As eleições municipais no Brasil já decolaram, e ao seu lado as mentiras ou distorções a respeito de fatos. Circula agora nas redes sociais, vídeo denunciando lei que provocaria ‘uma verdadeira ‘caçada’ aos cristãos’. Em seguida, uma mulher identifica como advogada Lenice Moura afirma que foi ‘inventado o crime de abuso de poder religioso’, e alerta ainda que candidatos ligados a igrejas que forem eleitos serão cassados, como forma de ‘tirar Deus da Democracia Brasileira’. O que ocorreu foi apenas uma avaliação sobre enquadrar ou não um caso isolado de abuso religioso no rol de modalidades de abuso do poder econômico ou do poder de autoridade (Artigo 22 da LC 64/900).
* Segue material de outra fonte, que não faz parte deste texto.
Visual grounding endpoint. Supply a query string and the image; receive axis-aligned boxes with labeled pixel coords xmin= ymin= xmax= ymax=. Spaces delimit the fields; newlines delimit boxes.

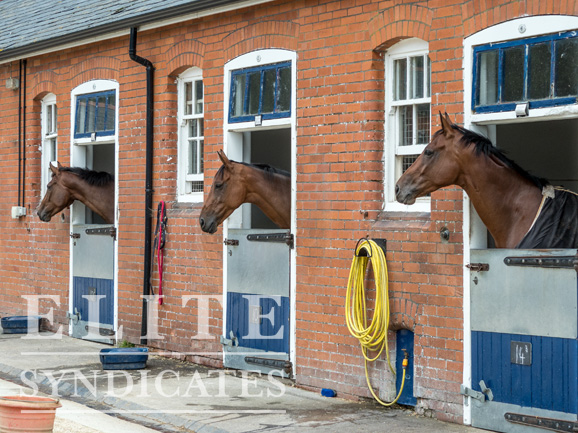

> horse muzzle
xmin=199 ymin=216 xmax=218 ymax=234
xmin=36 ymin=211 xmax=52 ymax=223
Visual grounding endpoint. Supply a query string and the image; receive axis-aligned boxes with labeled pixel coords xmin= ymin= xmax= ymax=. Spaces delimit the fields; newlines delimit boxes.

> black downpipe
xmin=128 ymin=27 xmax=155 ymax=345
xmin=20 ymin=59 xmax=28 ymax=206
xmin=18 ymin=59 xmax=22 ymax=206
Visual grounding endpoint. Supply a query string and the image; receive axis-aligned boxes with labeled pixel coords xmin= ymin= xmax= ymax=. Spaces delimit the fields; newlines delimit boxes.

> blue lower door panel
xmin=472 ymin=331 xmax=578 ymax=414
xmin=226 ymin=292 xmax=289 ymax=353
xmin=72 ymin=277 xmax=114 ymax=325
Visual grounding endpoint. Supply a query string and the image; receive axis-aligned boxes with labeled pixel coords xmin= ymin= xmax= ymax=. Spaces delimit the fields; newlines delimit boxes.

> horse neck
xmin=66 ymin=176 xmax=114 ymax=224
xmin=245 ymin=167 xmax=291 ymax=228
xmin=458 ymin=155 xmax=542 ymax=248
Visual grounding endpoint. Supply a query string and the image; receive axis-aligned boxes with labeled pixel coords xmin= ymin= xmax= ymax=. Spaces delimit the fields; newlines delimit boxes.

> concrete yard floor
xmin=0 ymin=334 xmax=482 ymax=433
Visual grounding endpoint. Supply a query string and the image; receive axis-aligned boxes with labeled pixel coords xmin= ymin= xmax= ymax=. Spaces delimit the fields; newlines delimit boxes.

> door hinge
xmin=245 ymin=356 xmax=293 ymax=376
xmin=460 ymin=380 xmax=494 ymax=402
xmin=504 ymin=256 xmax=576 ymax=269
xmin=85 ymin=227 xmax=116 ymax=240
xmin=466 ymin=263 xmax=490 ymax=272
xmin=247 ymin=233 xmax=295 ymax=248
O Chefe de Cartório da 31ª Zona Eleitoral, Diego Bonato Coitinho, esclarece, antes de tudo, que há uma vedação para o uso das igrejas como local de propaganda eleitoral, com previsão de multa em caso de descumprimento. Já o que houve no Tribunal Superior Eleitoral (TSE), semana passada, foi o julgamento prevendo a hipótese de cassação de registro, ou do diploma, de uma candidata beneficiado pela propaganda irregular (que hoje não possui previsão expressa na Legislação), a qual não prosperou. Ninguém falou em derrubar eleitos simplesmente por serem pastoras ou pastores.
O órgão decidiu, por maioria, rejeitar a possibilidade de a apuração de ‘abuso do poder por parte de autoridade religiosa’ ocorrer no âmbito das Ações de Investigação Judicial Eleitoral (Aijes) a partir das Eleições Municipais de 2020. A ação se referia ao pleito de 2016, onde uma vereadora teve seu mandato cassado pelo Tribunal Regional Eleitoral de Goiás (TRE-GO). Filha de pastor, teria pedido votos durante uma reunião com jovens dentro do templo.
Os magistrados concluíram que a legislação já dispõe de normas para punir excessos de entidade religiosa na seara política, sem precisar apurar eventual abuso de poder religioso de forma autônoma. A interpretação foi reforçada pelo presidente do TSE, ministro Luís Roberto Barroso, que assinalou que a legislação eleitoral já prevê, de forma expressa, o abuso de poder religioso, ao vedar doações a candidatos e partidos por instituições religiosas e propaganda política em templos.
Coitinho reitera que igrejas são consideradas bens de uso comum, por tanto, espaço que a legislação veda a propaganda eleitoral (Parágrafo 4º do artigo 37 da Lei 9.504/97). A lei define bens comuns como espaços em que a população em geral tem acesso, tais como cinemas, clubes, lojas, centros comerciais, templos, ginásios, estádios, ainda que de propriedade privada.